Additive-assisted supramolecular manipulation of polymer:fullerene blend phase morphologies and its influence on photophysical processes

It is well known that even small variations in the solid-state microstructure of polymer:fullerene bulk heterojunctions can drastically change their organic solar cell device performance. We employ pBTTT:PC61BM as a model system and manipulate co-crystal formation of 1 : 1 (by weight) blends with the assistance of fatty acid methyl esters as additives. This allows us to evaluate the role of the intermixed phase in such binary blends through manipulation of their phase morphology—from fully intercalated to partially and predominantly non-intercalated systems—and its effect on the exciton- and carrier- dynamics and the efficiency of charge collection, with relevance for future device design and manufacturing.

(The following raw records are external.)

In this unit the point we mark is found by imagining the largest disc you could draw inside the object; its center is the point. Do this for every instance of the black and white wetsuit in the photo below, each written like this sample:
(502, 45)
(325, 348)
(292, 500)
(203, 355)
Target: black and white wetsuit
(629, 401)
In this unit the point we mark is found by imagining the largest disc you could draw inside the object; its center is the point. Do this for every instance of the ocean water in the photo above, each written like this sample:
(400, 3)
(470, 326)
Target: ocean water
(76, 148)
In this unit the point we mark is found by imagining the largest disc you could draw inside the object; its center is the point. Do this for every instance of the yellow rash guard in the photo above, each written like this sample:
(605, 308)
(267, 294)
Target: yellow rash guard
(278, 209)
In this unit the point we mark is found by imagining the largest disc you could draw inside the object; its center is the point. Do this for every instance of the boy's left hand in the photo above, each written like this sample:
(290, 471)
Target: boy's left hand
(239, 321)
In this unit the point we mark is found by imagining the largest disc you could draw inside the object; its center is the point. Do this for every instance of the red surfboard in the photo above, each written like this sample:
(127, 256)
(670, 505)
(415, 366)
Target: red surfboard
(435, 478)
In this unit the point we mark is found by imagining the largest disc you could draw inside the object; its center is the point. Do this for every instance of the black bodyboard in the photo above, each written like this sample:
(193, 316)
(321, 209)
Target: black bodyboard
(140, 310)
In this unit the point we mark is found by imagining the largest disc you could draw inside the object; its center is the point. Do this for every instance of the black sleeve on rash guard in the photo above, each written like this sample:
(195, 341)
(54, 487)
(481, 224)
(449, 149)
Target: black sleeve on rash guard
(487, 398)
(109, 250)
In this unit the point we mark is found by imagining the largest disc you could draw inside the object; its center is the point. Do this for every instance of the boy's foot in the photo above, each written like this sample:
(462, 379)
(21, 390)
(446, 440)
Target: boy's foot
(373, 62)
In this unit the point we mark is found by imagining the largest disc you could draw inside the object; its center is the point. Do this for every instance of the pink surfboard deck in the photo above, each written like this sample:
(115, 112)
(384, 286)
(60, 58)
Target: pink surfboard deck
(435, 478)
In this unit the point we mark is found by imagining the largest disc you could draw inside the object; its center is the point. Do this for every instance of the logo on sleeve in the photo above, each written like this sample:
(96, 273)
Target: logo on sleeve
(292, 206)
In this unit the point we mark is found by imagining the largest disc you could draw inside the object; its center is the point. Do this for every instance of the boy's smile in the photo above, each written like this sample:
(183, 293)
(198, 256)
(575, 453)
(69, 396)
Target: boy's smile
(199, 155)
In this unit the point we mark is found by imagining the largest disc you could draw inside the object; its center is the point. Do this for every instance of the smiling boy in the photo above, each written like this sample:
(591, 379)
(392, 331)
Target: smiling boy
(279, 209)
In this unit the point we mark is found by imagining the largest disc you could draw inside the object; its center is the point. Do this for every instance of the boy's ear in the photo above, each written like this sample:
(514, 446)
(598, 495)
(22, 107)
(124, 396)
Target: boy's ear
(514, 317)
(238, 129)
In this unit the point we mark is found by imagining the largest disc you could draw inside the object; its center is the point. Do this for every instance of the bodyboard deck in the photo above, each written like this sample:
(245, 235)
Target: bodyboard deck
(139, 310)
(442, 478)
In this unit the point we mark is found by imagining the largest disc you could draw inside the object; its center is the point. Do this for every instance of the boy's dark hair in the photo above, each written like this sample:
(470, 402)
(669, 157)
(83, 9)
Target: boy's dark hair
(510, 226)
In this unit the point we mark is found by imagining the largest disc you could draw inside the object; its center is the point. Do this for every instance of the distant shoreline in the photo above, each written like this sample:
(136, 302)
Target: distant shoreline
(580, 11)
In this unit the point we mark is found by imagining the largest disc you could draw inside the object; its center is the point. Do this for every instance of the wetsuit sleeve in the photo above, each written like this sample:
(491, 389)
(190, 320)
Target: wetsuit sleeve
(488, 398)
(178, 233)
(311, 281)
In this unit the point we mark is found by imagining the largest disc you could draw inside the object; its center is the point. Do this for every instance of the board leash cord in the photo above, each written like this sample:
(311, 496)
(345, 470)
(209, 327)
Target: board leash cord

Tuning the driving force for exciton dissociation in single-walled carbon nanotube heterojunctions

Understanding the kinetics and energetics of interfacial electron transfer in molecular systems is crucial for the development of a broad array of technologies, including photovoltaics, solar fuel systems and energy storage. The Marcus formulation for electron transfer relates the thermodynamic driving force and reorganization energy for charge transfer between a given donor/acceptor pair to the kinetics and yield of electron transfer. Here we investigated the influence of the thermodynamic driving force for photoinduced electron transfer (PET) between single-walled carbon nanotubes (SWCNTs) and fullerene derivatives by employing time-resolved microwave conductivity as a sensitive probe of interfacial exciton dissociation. For the first time, we observed the Marcus inverted region (in which driving force exceeds reorganization energy) and quantified the reorganization energy for PET for a model SWCNT/acceptor system. The small reorganization energies (about 130 meV, most of which probably arises from the fullerene acceptors) are beneficial in minimizing energy loss in photoconversion schemes.

Photoinduced spontaneous free-carrier generation in semiconducting single-walled carbon nanotubes

Strong quantum confinement and low dielectric screening impart single-walled carbon nanotubes with exciton-binding energies substantially exceeding kBT at room temperature. Despite these large binding energies, reported photoluminescence quantum yields are typically low and some studies suggest that photoexcitation of carbon nanotube excitonic transitions can produce free charge carriers. Here we report the direct measurement of long-lived free-carrier generation in chirality-pure, single-walled carbon nanotubes in a low dielectric solvent. Time-resolved microwave conductivity enables contactless and quantitative measurement of the real and imaginary photoconductance of individually suspended nanotubes. The conditions of the microwave conductivity measurement allow us to avoid the complications of most previous measurements of nanotube free-carrier generation, including tube–tube/tube–electrode contact, dielectric screening by nearby excitons and many-body interactions. Even at low photon fluence (approximately 0.05 excitons per μm length of tubes), we directly observe free carriers on excitation of the first and second carbon nanotube exciton transitions.

Nanostructure determines the intensity-dependence of open-circuit voltage in plastic solar cells

We use photoconductive atomic force microscopy to make local measurements of the open-circuit voltage (VOC) as a function of light intensity in several polymer/fullerene bulk heterojunction blend solar cells. We find significant local variations in the slope of the open-circuit voltage plotted versus the log of the light intensity. By studying a model alkoxy-poly(p)-pheneylene-vinylene/phenyl-C61-butyric acid methyl ester system with known vertical structure, and by comparing our results with a simple numerical model, we associate these local differences in VOC versus light intensity with lateral variations in vertical morphology/composition. These results not only provide a qualitative method of mapping lateral variations in vertical structure/composition by making local measurements of VOC as a function of light intensity but suggest that the unusual light-intensity dependence of VOC (diode ideality factors in the light) of many organic photovoltaics can be linked with morphological heterogeneity.